It also narrowed down the responsibility to the committee of directors (CoD) comprising: founder and former chairman Ravi Parthasarathy, former vice-chairman Hari Shankaran, director Arun Saha and IFIN’s former managing director, Ramesh C Bawa. Even this has not led to any decisive action other than issuing a few show-cause notices. What is worse, some very close friends of this cabal have been appointed by the government to head the new management.
The Institute of Chartered Accountants of India is also investigating the role of all auditors and its interim report has already accused them of acting in a ‘fraudulent and negligent’ manner. The Deloitte whistleblower has only confirmed that this was the result of a deliberate nexus with the auditor and for financial benefit.
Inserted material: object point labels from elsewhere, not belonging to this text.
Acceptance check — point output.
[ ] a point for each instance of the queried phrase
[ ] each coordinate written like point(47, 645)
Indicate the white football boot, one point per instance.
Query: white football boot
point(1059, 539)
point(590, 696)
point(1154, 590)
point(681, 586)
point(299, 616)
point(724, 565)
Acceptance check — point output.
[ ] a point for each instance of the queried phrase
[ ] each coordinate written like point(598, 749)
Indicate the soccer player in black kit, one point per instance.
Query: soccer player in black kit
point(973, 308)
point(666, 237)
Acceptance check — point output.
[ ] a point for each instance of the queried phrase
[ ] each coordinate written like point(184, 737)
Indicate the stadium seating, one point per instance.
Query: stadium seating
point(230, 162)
Moneylife wrote to Deloitte’s India CEO (chief executive officer) Punit Ranjen for his comments. A PR (public relations) agency for the audit firm sent us this reply on behalf of Deloitte.
“Deloitte strongly disagrees with the issues raised in your mail and these seem to be an attempt to malign the reputation of the firm. The statements made are incorrect and misleading. As you are aware, there are ongoing investigations by regulators and agencies. Further, given our responsibility to maintain client confidentiality, we are regrettably constrained from providing you with the information you have sought. However, we wish to emphasise that our work has been conducted in accordance with prescribed standards and regulations.”
We shared the whistleblower’s letter with Claire Hassett, managing director, Deloitte Global Communications who, in turn, appears to have shared it with senior management in India. There has been no further response from Deloitte.
We have also shared the whistleblower’s letter with Uday Kotak, now the chairman of IL&FS, and with an official of the Serious Frauds Investigation Office (SFIO), which is investigating IL&FS, as well as other Central government agencies.
The independence of rating agencies and statutory auditors is critical to keep a check on malpractices of borrowers. If rating agencies and auditors were not derelict in their duty, the shenanigans of IL&FS would have been discovered much earlier. The loss to lenders could be well in excess of Rs30,000 crore. More importantly, if the checks & balances in a system—provided by ratings, audits and inspections (by the RBI in this case) fail—then all investment decisions become like a lottery. If that is the basis on which we are forced to invest, why has the government spent so much money on creating five giant regulatory organisations for the financial sector alone?
Unless those responsible for allowing the IL&FS mismanagement to continue for years are booked, what kind of message are we sending to investors and the people?